The proportion of respondents reporting symptom severity indicating they met criteria for mental illness was similar for those who sought care and those who didn't. The proportion reporting diagnostic levels of mental distress was lower for those who preferred not to report seeking care than for those who said they didn't need it.
Workers who said they didn't need care had practiced the longest, with a median of 13.0 years. Fewer men sought care (16.0%) than women (26.1%) or those identifying as other than men or women (18.8%). Primary care physicians, 68.7% of whom were men, had the lowest rate of care-seeking (16.4%). Nurse practitioners (33.9%; 81.7% women), physician assistants (27.9%; 68.5% women), and pediatricians (24.4%; 50.1% women) had the highest rate of care-seeking.
Supervisor support helped
The work stressors cited most often were extra stress at work (68.2%), burnout (58.9%), inadequate staffing (58.9%), greater workload or job demands (57.2%), fear of COVID-19 (55.6%), and COVID-19 misinformation (51.3%). Among respondents who did not seek care, the most frequently reported barrier was difficulty getting time off work, followed by concerns about confidentiality, cost, and being perceived as weak.
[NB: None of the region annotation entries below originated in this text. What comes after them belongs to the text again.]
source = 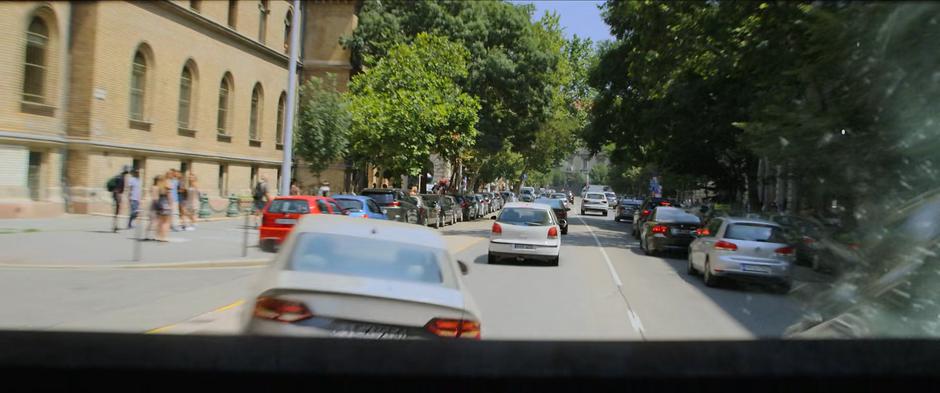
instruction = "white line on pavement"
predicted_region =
[576,216,646,340]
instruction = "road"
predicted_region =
[0,199,805,340]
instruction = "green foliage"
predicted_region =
[294,74,351,174]
[343,0,583,180]
[350,33,480,176]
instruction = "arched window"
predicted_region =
[258,0,271,44]
[177,64,196,129]
[23,16,49,104]
[274,92,287,145]
[284,11,294,53]
[216,74,232,135]
[248,83,264,141]
[130,50,147,121]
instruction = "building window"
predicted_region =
[248,84,264,141]
[228,0,238,29]
[177,66,193,129]
[216,74,232,135]
[23,16,49,104]
[131,51,147,121]
[284,11,294,53]
[274,92,287,145]
[258,0,271,44]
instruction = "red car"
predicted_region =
[258,195,345,251]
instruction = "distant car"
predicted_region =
[240,216,481,340]
[604,191,619,209]
[487,202,561,266]
[687,217,796,293]
[633,198,675,239]
[258,195,343,252]
[535,198,571,235]
[359,188,419,224]
[640,206,701,255]
[614,199,642,222]
[333,195,388,220]
[581,192,607,217]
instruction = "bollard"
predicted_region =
[199,193,212,218]
[225,194,241,217]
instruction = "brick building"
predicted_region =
[0,0,356,218]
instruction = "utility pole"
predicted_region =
[280,0,301,195]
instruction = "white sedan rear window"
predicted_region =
[288,233,444,284]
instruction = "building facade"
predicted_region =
[0,0,355,218]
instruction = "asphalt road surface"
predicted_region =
[0,199,806,340]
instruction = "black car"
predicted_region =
[535,198,571,235]
[640,206,702,255]
[359,188,420,224]
[614,198,642,222]
[633,198,676,239]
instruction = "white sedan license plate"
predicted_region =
[742,265,770,273]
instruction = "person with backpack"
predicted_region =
[105,165,131,233]
[251,176,271,226]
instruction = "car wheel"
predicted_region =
[702,259,718,287]
[773,281,793,295]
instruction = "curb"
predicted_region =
[0,259,271,270]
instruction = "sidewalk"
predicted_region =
[0,215,272,267]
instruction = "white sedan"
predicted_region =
[488,202,561,266]
[242,215,481,339]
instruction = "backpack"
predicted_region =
[105,175,124,192]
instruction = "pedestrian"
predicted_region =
[147,175,173,242]
[124,168,140,229]
[251,176,271,227]
[105,165,131,233]
[180,173,199,231]
[290,179,300,195]
[166,168,182,232]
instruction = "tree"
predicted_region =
[350,33,480,176]
[343,0,568,173]
[294,74,352,176]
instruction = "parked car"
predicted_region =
[640,206,702,255]
[535,198,571,235]
[333,195,388,220]
[614,199,642,222]
[581,192,607,217]
[258,195,343,252]
[487,202,561,266]
[414,194,448,228]
[240,215,481,340]
[604,191,620,209]
[687,217,795,292]
[359,188,419,224]
[633,198,676,239]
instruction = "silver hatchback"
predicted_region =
[688,217,796,292]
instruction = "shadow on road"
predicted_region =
[574,210,813,338]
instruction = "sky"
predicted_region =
[513,0,614,42]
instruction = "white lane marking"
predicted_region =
[627,310,645,334]
[576,216,646,340]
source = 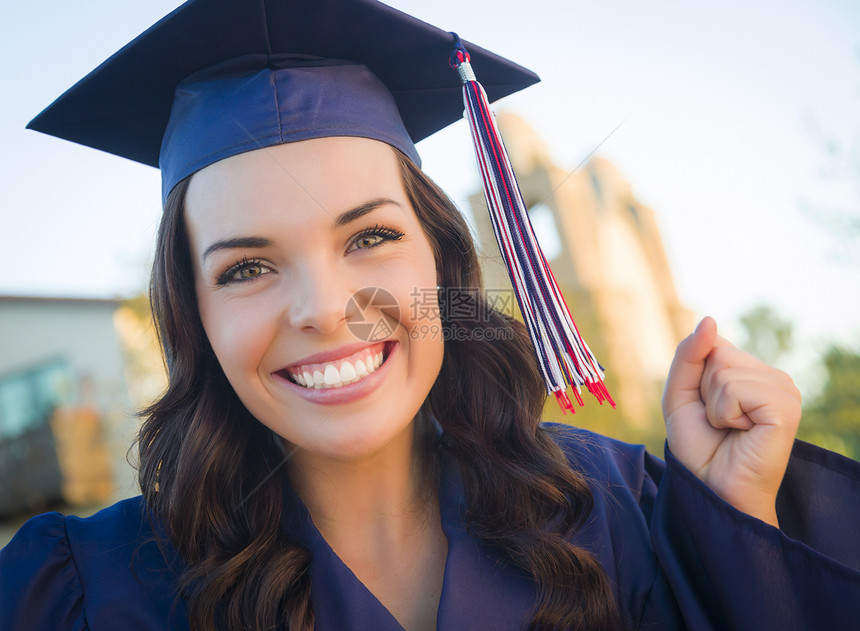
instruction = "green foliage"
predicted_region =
[740,304,792,365]
[798,345,860,459]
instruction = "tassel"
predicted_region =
[450,33,615,414]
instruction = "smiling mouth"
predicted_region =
[278,342,392,390]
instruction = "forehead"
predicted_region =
[185,137,406,244]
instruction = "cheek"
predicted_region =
[199,296,270,378]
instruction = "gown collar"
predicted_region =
[281,455,535,631]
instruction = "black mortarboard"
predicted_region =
[29,0,614,410]
[28,0,538,197]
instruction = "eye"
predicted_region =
[347,225,403,252]
[216,258,274,285]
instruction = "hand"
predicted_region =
[663,318,801,527]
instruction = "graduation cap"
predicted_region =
[28,0,608,410]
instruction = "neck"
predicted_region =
[290,425,438,547]
[290,414,448,631]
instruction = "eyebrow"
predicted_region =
[201,197,401,261]
[334,197,401,228]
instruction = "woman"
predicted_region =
[0,0,860,629]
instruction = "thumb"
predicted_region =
[663,317,717,418]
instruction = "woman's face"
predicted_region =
[185,137,443,459]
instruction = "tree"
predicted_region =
[740,304,792,365]
[798,345,860,459]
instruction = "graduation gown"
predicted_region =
[0,426,860,631]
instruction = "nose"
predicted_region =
[286,264,352,333]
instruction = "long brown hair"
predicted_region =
[138,154,618,631]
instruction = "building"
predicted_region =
[470,114,694,448]
[0,296,157,514]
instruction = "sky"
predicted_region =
[0,0,860,396]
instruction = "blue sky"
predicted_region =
[0,0,860,392]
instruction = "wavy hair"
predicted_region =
[138,153,619,631]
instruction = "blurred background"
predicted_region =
[0,0,860,544]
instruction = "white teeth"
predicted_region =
[324,364,341,386]
[340,362,356,383]
[290,351,382,390]
[355,359,367,377]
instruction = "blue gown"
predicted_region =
[0,428,860,631]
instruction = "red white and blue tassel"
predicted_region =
[450,33,615,413]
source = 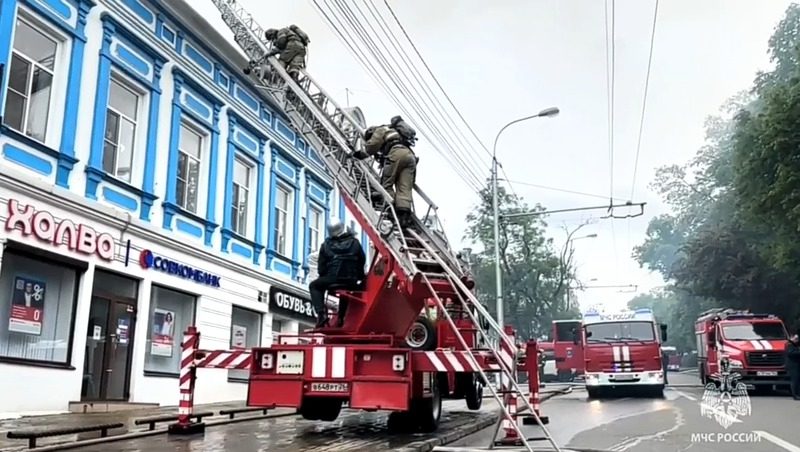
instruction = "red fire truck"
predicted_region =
[552,320,584,381]
[695,308,789,389]
[194,0,555,442]
[583,309,667,397]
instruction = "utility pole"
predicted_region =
[492,107,559,328]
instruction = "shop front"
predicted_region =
[269,285,317,340]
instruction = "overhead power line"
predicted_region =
[313,0,484,192]
[383,0,492,161]
[507,180,623,201]
[629,0,658,199]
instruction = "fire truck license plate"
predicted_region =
[311,383,349,392]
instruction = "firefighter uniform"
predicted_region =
[786,335,800,400]
[356,126,417,227]
[264,25,309,79]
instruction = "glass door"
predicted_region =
[81,297,136,401]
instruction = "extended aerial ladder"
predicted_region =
[206,0,560,451]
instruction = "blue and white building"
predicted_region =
[0,0,367,413]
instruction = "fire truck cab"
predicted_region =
[552,320,583,381]
[583,309,667,398]
[695,309,789,389]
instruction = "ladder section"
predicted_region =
[410,231,561,452]
[212,0,466,279]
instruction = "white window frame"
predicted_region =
[175,115,211,217]
[306,203,325,254]
[0,9,73,149]
[270,182,296,257]
[228,153,257,237]
[102,69,150,185]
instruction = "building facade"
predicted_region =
[0,0,367,412]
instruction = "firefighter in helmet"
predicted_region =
[264,25,311,80]
[355,116,419,229]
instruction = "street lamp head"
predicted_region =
[537,107,560,118]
Organizational human resources practices, supervisor training on managing employee stress, and public health messaging to normalize mental health care–seeking and its effects on licensing might help address gaps in provider care-seeking and improve patient outcomes.
Each increase in the number of work stressors raised the likelihood of meeting diagnostic criteria for mental illness by 9% for the anxiety scale (odds ratio [OR], 1.09), 3% for the depression scale (OR, 1.03), 35% for the posttraumatic stress scale (OR, 1.35), and 12% for number of mentally unwell days (OR, 1.12). But the strength of the link between level of work stressors (low to high) and the odds of meeting diagnostic criteria for mental illness fell as social support from supervisors rose.
Likewise, among respondents who didn't seek care, greater supervisor support lowered the association between increases in barriers to care-seeking and an increased likelihood of meeting diagnostic criteria for a mental illness. Supervisor support didn't affect the chances of meeting the criteria for a mental illness diagnosis of posttraumatic stress.
"Organizational human resources practices, supervisor training on managing employee stress, and public health messaging to normalize mental health care–seeking and its effects on licensing might help address gaps in provider care-seeking and improve patient outcomes," the authors wrote.